Monday, November 20, 2017

Klem v. Access Ins. Co. (Cal. Ct. App. - Nov. 20, 2017)

I do feel a little bit bad for people who drive objectively terrible vehicles and are then involved in accidents.  Maybe that's in part because I drive a 2000 Nissan Altima -- one that has rust holes in it that are covered with duct tape and that leak water when it rains.

Kelly Blue Book says that the trade-in value of my vehicle is . . . $335.  And that's after totally lying and saying that it's in "good" condition.

Here's the problem:  Let's say that someone rear ends me.  Not hard, but enough to make it (1) look even uglier, and (2) unable to move.  They're at fault, so their insurance company has to pay.  It'll cost, say, $5000 to fully repair the thing.

Obviously, the insurance company shouldn't have to pay me $5000.  That'd be a windfall.  I'd surely keep the money and not repair the car.

But, on the other hand, geeze.  I had a working car.  Now the insurance company is going to pay me a whopping $335.  What the hell am I supposed to do with that?!  I can't (really) buy another car.  That would cost, in reality, more than $335.  I doubt there's even a clunker that runs that costs $335, and even if there was, we all know it'd run for around two weeks before it stopped.  That's why they're selling it.  If it still ran, they'd keep driving it.  Just like I did with mine before I got rear ended.
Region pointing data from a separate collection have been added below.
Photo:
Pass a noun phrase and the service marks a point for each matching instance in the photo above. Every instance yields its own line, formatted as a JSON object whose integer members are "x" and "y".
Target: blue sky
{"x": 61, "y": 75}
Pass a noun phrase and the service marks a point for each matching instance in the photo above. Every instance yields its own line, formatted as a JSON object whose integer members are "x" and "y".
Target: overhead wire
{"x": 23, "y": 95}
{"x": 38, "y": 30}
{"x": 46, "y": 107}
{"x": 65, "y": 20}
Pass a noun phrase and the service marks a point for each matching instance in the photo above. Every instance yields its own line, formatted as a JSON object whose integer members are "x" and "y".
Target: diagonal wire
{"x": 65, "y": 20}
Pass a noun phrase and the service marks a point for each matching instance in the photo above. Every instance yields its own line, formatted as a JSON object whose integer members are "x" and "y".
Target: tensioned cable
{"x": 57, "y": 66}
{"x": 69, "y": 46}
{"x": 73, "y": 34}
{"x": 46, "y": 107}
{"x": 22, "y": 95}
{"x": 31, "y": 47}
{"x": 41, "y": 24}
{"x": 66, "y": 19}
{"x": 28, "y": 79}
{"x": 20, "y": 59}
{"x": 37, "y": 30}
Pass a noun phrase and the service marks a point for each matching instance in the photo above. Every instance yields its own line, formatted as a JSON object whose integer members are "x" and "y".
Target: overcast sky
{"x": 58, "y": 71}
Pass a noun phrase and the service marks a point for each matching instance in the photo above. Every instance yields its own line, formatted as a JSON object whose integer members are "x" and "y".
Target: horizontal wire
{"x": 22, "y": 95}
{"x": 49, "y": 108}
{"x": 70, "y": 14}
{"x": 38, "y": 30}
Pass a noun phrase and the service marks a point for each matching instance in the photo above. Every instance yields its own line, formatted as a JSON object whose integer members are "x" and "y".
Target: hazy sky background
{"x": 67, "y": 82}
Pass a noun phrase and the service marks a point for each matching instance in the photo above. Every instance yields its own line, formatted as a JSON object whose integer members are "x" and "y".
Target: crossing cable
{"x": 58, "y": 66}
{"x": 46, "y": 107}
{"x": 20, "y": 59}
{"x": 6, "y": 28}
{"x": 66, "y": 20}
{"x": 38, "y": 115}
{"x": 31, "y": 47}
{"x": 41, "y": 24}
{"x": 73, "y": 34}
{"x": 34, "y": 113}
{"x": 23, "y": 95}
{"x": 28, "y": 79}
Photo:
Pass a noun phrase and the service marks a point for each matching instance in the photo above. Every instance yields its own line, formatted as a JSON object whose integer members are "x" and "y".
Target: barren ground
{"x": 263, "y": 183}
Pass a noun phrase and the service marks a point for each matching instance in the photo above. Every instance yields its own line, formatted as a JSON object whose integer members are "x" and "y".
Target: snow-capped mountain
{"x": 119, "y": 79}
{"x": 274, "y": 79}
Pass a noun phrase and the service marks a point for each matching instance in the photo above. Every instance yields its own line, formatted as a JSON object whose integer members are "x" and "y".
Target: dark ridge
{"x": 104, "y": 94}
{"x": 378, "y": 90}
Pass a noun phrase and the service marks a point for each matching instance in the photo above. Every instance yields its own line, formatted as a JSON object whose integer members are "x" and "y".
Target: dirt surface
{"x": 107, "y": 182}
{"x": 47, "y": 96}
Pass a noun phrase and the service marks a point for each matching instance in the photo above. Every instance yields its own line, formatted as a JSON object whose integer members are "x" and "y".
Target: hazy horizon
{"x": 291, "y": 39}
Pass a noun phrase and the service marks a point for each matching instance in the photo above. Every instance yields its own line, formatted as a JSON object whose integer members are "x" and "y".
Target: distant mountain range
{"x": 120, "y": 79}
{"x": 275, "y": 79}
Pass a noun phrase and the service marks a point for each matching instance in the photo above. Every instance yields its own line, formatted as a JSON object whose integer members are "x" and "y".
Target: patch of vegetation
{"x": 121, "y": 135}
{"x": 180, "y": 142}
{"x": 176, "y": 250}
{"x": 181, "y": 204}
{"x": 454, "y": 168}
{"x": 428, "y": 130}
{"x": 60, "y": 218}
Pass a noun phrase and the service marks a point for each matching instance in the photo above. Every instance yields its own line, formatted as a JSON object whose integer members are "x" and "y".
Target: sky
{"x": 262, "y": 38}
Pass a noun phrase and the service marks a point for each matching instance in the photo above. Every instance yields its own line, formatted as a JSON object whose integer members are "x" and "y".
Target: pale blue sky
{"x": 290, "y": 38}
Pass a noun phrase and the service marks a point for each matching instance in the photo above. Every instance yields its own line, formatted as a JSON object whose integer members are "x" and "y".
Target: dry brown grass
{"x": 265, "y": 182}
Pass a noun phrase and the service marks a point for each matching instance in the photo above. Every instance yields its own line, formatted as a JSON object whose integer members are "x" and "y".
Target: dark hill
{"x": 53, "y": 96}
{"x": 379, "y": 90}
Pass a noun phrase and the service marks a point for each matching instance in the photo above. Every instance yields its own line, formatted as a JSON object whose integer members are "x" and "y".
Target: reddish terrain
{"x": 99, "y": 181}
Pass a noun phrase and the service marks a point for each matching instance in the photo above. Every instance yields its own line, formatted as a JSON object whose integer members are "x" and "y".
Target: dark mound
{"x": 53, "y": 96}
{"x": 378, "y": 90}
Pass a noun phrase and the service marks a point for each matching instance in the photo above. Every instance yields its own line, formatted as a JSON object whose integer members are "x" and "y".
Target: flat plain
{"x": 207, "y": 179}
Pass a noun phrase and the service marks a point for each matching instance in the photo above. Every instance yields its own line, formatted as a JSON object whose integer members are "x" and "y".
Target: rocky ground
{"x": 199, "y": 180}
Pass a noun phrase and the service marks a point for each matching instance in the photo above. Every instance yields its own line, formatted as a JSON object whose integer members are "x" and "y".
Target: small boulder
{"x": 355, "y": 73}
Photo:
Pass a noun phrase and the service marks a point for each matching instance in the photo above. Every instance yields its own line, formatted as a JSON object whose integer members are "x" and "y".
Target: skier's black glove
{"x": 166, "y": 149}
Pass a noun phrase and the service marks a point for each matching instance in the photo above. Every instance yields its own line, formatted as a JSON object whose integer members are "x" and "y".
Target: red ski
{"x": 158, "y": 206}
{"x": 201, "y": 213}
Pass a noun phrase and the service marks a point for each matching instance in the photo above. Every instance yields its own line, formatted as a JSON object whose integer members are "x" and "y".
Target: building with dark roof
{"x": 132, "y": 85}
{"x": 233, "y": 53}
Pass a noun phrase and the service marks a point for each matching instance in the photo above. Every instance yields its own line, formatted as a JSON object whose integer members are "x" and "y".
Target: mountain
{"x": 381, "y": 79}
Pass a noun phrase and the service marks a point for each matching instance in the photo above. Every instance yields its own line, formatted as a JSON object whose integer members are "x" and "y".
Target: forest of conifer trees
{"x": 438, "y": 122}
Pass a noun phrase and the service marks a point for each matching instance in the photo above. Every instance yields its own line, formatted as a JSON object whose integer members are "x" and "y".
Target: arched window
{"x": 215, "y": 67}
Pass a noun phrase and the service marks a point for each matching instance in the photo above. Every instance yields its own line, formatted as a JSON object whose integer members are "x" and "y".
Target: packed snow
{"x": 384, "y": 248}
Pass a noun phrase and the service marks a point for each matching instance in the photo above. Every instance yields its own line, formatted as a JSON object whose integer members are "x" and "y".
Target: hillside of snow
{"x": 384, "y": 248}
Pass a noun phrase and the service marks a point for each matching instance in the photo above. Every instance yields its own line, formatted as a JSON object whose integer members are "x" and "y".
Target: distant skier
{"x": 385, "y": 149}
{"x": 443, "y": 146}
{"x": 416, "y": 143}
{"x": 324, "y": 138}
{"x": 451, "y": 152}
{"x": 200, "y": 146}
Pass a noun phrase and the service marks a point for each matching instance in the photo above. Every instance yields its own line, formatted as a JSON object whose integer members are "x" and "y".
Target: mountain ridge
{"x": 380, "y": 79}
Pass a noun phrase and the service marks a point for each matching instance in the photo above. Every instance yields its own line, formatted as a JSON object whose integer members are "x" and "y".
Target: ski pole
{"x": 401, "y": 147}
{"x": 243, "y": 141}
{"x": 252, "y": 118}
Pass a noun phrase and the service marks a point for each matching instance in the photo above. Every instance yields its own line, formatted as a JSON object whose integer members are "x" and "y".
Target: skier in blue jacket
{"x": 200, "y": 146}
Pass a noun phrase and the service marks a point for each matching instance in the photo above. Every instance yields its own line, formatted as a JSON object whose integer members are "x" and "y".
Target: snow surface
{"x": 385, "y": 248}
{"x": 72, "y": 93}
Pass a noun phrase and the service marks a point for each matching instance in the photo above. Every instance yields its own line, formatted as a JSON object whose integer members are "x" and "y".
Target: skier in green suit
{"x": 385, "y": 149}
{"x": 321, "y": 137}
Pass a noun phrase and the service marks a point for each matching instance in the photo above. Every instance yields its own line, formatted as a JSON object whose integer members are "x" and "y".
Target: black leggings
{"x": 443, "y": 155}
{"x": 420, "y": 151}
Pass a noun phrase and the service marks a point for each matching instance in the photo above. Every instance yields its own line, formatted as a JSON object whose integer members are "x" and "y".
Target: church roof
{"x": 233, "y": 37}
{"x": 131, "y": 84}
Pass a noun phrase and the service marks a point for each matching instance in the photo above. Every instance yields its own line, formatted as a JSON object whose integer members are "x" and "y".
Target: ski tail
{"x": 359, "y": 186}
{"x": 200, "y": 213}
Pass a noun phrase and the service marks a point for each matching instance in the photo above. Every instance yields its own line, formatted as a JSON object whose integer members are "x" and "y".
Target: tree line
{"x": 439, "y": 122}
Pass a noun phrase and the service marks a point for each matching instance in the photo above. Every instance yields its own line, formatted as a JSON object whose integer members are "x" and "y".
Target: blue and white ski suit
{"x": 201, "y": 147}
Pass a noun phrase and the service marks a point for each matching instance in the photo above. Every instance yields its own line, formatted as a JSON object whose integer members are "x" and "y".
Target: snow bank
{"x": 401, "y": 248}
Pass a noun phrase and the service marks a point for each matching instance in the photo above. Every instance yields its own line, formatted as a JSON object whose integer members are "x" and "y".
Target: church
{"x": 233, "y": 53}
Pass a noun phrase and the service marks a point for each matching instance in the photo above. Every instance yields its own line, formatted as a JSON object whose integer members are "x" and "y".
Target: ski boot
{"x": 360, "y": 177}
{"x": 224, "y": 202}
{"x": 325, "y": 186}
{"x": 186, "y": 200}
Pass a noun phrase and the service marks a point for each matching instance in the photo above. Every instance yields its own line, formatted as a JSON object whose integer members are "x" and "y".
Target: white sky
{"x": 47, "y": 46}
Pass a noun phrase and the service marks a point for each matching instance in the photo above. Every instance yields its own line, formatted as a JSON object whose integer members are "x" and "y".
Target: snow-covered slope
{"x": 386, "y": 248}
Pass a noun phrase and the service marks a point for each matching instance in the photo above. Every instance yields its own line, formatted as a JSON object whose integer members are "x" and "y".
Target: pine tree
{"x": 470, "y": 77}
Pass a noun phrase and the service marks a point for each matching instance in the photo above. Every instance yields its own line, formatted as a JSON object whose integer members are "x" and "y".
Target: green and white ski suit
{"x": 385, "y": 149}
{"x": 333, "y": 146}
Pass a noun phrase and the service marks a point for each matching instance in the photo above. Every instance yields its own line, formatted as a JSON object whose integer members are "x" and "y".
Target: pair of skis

So what am I supposed to do?  Particularly if I don't have an extra grand or so sitting around that'll enable me to get an actual (albeit crappy) working car?

What am I really likely to do?  I'm likely to fix up my existing, rear-ended car.  Not enough to get it back in "perfect" (i.e., $5000) shape.  But just enough to get it to run.  Say that'll cost $800.  It'll look even worse than before; huge smashed parts, wrong color back panel, etc.  But it'll get me where I want -- or, more accurately, need -- to go.

But we don't require the insurance company to pay this amount.  We only make 'em pay the $335.  And then, to add insult to injury, after they declare the vehicle a "total loss", they report that fact to the DMV and I get a "salvage title".  Which declares to the world that my vehicle is worth nothing.

Thanks a lot.

That's the world in which we live.  And it's a terrible one -- at least for the person who's rear ended -- but you see why that's also our rule.  We don't want to make the insurance company pay the $5000, because that'd be crazy.  Even if the guy wanted $5000 in repairs.  It's just not socially optimal to pay that amount to repair the thing.

And, yes, in the perfect world, maybe we'd create a rule that says the insurance company has to pay, say, whatever is the "minimum" amount to get it running, if the owner really was going to repair the thing.  But that leads to extortionate demands, difficulties about figuring out what a "minimum" repair job would be, etc.  So that's too difficult a rule to apply in the real world.  That might be what we'd do among friends.  But as a principle of insurance law, it doesn't really work.

Which leave the innocent, poor person who's been rear ended up the creek without a paddle.  Or, more literally, down the road without a car.

So it's a social problem.

Nonetheless, it seems to me that the Court of Appeal gets this one right.  An insurance company is permitted to do all of the above; in particular, to declare the vehicle a "salvage" job to the DMV, even if the owner -- as here -- actually ends up repairing the vehicle.  Yes, that's a bummer to the owner.  Amongst the many bummers of the whole experience.  And, yes, no one's likely to buy a car that only has a salvage title.

But it's not the salvage title that makes the car worth squat.  It's the fact that the car stinks.  The two are correlated, to be sure.  But the one doesn't cause the other.

Hence the anti-SLAPP motion here should have been granted.  Because reporting to the DMV is a protected act, and the plaintiff isn't likely to prevail.

Notwithstanding my profound and personal sympathy with his situation.